Apakah pengelolaan blog sampai penerbitan isinya menjadi sebuah buku itu sudah masuk dalam strategi besar bagi Dee dan Kuti ke depan ? Karena terdapat sebagian orang yang berkeyakinan bahwa dengan menulis atau menerbitkan buku dengan mengira bahwa di luar sana terdapat pasar yang menantikannya. Pendapat itu jelas keliru.

Penerbitan buku tidak sesederhana, dengan pendekatan navel gazing semacam itu. Apalagi ketika setiap orang mampu mengelola blog, juga menerbitkan buku, persaingan menjadi riuh, seringkali membuat nilai ekonomi tidak melulu atau tidak lagi berada dalam ranah keduanya.

Tren yang ada di depan ini, buku-buku itu cenderung digunakan tak ubahnya sebagai bentuk canggih dari kartu nama. Diberikan secara gratis, guna mendongkrak reputasi penulisnya.

Informasi dalam blog dan buku disebarkan secara gratisan, free dengan tujuan membangun reputasi dan kepercayaan publik terhadap penulisnya guna meraih nilai ekonomi yang jauh lebih tinggi. Alias freemium (terima kasih Chris Anderson atas istilah ini dalam bukunya berjudul Free), misalnya dengan tampil sebagai nara sumber media, konsultan dan pembicara.

Sebagai blogger, hal itu pula yang beberapa kali terjadi pada diri saya. Termasuk memperoleh hal yang surprise, yaitu ketika memperoleh kiriman buku dari Dee dan Kuti ini yang secara pribadi belum saya kenal, dan kemudian dipercaya untuk memberikan pendapat tentang buku tersebut.

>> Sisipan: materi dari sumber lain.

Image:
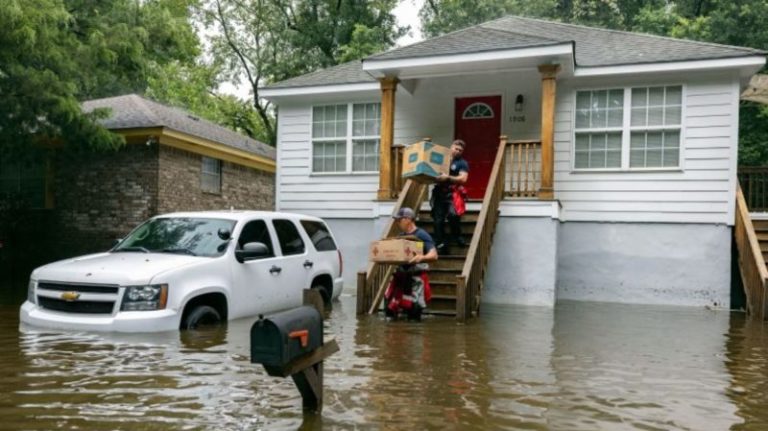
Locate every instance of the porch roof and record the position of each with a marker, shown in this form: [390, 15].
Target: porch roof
[592, 48]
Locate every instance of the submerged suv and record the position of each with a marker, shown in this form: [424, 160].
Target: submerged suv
[183, 270]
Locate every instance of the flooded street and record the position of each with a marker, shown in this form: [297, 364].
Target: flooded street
[581, 366]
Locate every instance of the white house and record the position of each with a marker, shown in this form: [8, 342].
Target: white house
[635, 176]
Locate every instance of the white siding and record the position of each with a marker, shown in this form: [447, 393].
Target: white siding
[701, 191]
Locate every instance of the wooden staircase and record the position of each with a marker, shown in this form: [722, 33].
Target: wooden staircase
[752, 243]
[443, 273]
[457, 278]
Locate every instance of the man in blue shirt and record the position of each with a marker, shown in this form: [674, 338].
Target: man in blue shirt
[442, 198]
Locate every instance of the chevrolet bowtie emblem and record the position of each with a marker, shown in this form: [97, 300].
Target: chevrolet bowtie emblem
[70, 296]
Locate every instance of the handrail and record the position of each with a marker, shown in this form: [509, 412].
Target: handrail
[754, 273]
[754, 184]
[470, 282]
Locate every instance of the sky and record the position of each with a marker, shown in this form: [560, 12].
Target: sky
[407, 13]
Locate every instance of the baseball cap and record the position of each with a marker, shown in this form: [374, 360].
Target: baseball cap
[405, 212]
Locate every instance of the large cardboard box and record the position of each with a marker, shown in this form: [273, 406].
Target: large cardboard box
[394, 250]
[425, 160]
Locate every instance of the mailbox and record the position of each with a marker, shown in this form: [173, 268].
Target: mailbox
[283, 337]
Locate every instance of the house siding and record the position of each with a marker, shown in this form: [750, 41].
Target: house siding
[702, 191]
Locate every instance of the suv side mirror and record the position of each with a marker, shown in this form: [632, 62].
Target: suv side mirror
[252, 251]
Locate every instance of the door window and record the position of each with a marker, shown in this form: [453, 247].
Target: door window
[256, 231]
[288, 236]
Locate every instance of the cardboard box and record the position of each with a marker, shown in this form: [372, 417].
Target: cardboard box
[394, 250]
[425, 160]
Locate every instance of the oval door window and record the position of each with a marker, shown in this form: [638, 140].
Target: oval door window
[477, 110]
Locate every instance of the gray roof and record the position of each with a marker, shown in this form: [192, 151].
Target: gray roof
[133, 111]
[593, 46]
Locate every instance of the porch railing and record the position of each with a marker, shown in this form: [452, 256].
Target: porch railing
[754, 184]
[754, 274]
[523, 169]
[470, 282]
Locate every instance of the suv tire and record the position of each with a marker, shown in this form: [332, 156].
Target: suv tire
[201, 315]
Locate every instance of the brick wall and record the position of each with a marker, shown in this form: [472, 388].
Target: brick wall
[101, 196]
[241, 187]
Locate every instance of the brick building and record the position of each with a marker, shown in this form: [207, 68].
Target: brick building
[78, 202]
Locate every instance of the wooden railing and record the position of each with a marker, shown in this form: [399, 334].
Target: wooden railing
[372, 283]
[523, 169]
[754, 274]
[754, 183]
[470, 282]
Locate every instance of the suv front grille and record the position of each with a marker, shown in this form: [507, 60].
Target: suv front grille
[83, 288]
[84, 307]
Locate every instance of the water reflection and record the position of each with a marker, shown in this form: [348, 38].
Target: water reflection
[579, 366]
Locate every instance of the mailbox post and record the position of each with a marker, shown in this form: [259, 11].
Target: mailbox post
[290, 343]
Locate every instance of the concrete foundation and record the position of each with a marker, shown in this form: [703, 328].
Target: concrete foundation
[523, 262]
[652, 263]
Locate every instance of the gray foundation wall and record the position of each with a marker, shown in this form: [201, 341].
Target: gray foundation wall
[353, 237]
[523, 263]
[653, 263]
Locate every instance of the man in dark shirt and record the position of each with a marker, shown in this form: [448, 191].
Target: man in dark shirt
[442, 198]
[409, 290]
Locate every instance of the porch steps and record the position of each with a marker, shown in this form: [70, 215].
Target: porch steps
[442, 274]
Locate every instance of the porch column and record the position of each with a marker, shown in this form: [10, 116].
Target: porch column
[548, 91]
[388, 87]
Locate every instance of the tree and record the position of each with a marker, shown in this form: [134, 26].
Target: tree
[57, 53]
[263, 41]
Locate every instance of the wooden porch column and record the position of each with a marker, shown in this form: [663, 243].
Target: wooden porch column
[388, 87]
[548, 92]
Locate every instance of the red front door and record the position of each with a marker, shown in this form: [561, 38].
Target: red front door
[478, 123]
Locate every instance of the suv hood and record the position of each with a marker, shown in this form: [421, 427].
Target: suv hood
[124, 268]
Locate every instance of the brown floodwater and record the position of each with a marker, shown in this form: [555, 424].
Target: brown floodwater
[579, 366]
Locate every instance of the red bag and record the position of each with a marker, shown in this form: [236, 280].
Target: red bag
[459, 197]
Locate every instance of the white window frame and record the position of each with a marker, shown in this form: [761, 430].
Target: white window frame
[348, 139]
[627, 129]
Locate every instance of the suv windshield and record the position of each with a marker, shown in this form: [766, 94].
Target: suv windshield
[181, 235]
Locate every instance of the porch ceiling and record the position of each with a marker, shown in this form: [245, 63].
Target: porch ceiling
[474, 63]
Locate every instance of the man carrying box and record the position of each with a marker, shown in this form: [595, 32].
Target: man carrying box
[443, 198]
[409, 289]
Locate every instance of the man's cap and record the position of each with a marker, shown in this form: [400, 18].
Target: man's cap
[405, 212]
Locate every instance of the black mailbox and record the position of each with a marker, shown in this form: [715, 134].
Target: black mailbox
[280, 338]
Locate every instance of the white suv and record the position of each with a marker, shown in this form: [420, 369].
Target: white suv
[183, 270]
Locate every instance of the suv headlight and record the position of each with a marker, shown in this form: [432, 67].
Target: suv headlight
[31, 291]
[144, 298]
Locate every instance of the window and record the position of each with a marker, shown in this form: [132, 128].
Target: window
[655, 131]
[345, 138]
[210, 178]
[649, 132]
[23, 179]
[319, 234]
[289, 238]
[256, 231]
[477, 110]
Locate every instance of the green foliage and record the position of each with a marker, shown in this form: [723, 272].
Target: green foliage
[263, 41]
[57, 53]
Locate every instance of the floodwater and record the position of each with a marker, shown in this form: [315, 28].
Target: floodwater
[579, 366]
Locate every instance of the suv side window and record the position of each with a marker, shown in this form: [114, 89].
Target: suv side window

Sebagai bacaan, kalau saja kita sudah mempercayai penulisnya sebagai orang yang kompeten untuk subjek yang ditulisnya, buku ini cukup menghibur. Tetapi saya agak terganggu membaca di halaman sampul belakang yang berbunyi, “sebuah buku yang berisi pesan-pesan cinta, persahabatan dan kehangatan sebuah keluarga.”

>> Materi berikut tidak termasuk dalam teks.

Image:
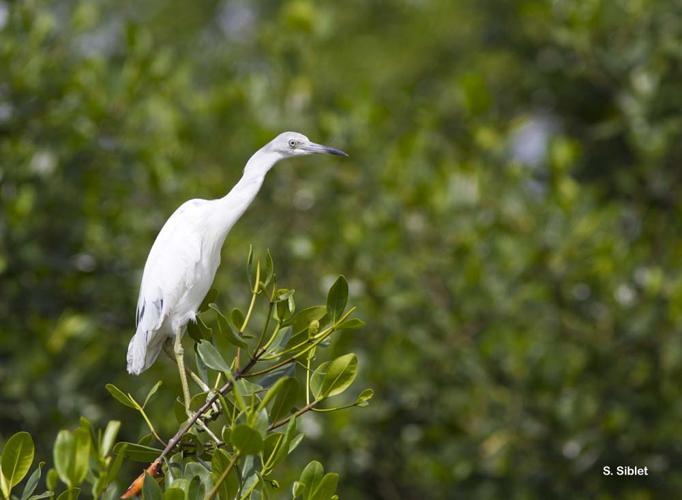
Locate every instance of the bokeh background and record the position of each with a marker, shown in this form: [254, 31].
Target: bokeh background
[510, 221]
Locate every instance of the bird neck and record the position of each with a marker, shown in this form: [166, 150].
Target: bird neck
[234, 204]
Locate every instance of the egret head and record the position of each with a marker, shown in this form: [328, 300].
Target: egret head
[294, 144]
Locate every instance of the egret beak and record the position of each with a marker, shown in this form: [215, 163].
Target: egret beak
[319, 148]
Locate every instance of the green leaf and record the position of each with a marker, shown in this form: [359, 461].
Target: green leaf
[17, 457]
[109, 437]
[196, 488]
[285, 400]
[112, 472]
[350, 324]
[230, 485]
[293, 444]
[151, 392]
[150, 488]
[198, 331]
[51, 479]
[332, 378]
[32, 482]
[137, 452]
[44, 494]
[82, 458]
[326, 487]
[210, 297]
[211, 357]
[246, 439]
[297, 489]
[120, 396]
[272, 392]
[364, 397]
[226, 330]
[64, 449]
[174, 493]
[301, 320]
[250, 272]
[268, 269]
[237, 318]
[337, 298]
[310, 478]
[70, 494]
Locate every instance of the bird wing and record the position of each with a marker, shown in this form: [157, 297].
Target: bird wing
[169, 269]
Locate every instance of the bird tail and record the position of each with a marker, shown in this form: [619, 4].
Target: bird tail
[143, 350]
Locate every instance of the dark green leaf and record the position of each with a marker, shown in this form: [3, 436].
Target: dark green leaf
[246, 439]
[226, 330]
[196, 488]
[137, 452]
[51, 479]
[210, 355]
[151, 392]
[174, 493]
[337, 298]
[70, 494]
[285, 400]
[230, 485]
[311, 477]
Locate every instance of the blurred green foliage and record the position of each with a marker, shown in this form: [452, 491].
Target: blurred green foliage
[510, 219]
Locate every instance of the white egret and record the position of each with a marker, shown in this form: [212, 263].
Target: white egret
[186, 253]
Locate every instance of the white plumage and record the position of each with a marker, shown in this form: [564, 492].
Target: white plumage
[184, 258]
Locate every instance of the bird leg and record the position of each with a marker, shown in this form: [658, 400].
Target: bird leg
[180, 360]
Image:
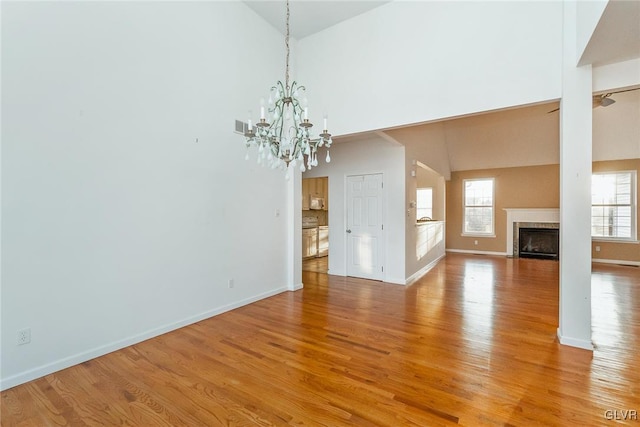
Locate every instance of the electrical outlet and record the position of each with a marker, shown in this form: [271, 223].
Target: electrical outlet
[24, 336]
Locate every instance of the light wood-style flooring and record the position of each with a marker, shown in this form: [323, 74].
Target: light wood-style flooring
[471, 343]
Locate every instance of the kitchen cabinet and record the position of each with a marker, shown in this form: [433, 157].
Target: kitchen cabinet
[309, 242]
[315, 187]
[306, 182]
[323, 241]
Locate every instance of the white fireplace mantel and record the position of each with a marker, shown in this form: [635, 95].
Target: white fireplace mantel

Saya pengin, kata “pesan-pesan” itu diganti menjadi “cerita-cerita.” Kata pesan berkonotasi menggurui, berada di atas, tetapi kata cerita nampak lebih egaliter.

Merujuk hal itu, seperti bunyi judul tulisan ini, saya merasa terantuk di “Pintu” alias pada bab pertama buku Rumah Kayu ini. Saya kejedot. Karena tulisan pertama, “Ada Apa Dengan Cinta ?,” yang menurut saya seharusnya ditulis sebagai cerita dan bukan paparan diskursif yang mirip materi diskusi yang kering itu.

Pada lembar sebelumnya saya berharap memperoleh data nama sebenarnya dari Dee dan Kuti, agar mudah ditemukan oleh mesin pencari. Saya tidak puas dengan biodata yang nampak justru banyak “menyembunyikan” dirinya di buku itu. Meminjam teknik penulisan buku drama, pada halaman awal sebaiknya dicantumkan data para pelaku cerita. Siapa Kuti, siapa Dee, Pradipta, sampai kakak berambut poni.

Kembali ke pemilihan judul artikel pertama itu, “Ada Apa Dengan Cinta ?” itu. Sayang, dalam isinya hanya merujuk keterangan singkat mengenai film yang berjudul sama itu sebatas sebagai tempelan. Saya mengharap sebetulnya, ada cerita bagaimana cinta dalam filmnya Dian Sastro (“saya merekam ucapan almarhum ayah Dian saat ia diwisuda 1985 sebagai sarjana sastra UI”-BH) itu hadir dan menari. Lalu misalnya merujuk cinta yang terjadi dalam film lain, Love Story misalnya, kemudian diramu sebagai jalinan cerita untuk mengupas topik pembuka itu.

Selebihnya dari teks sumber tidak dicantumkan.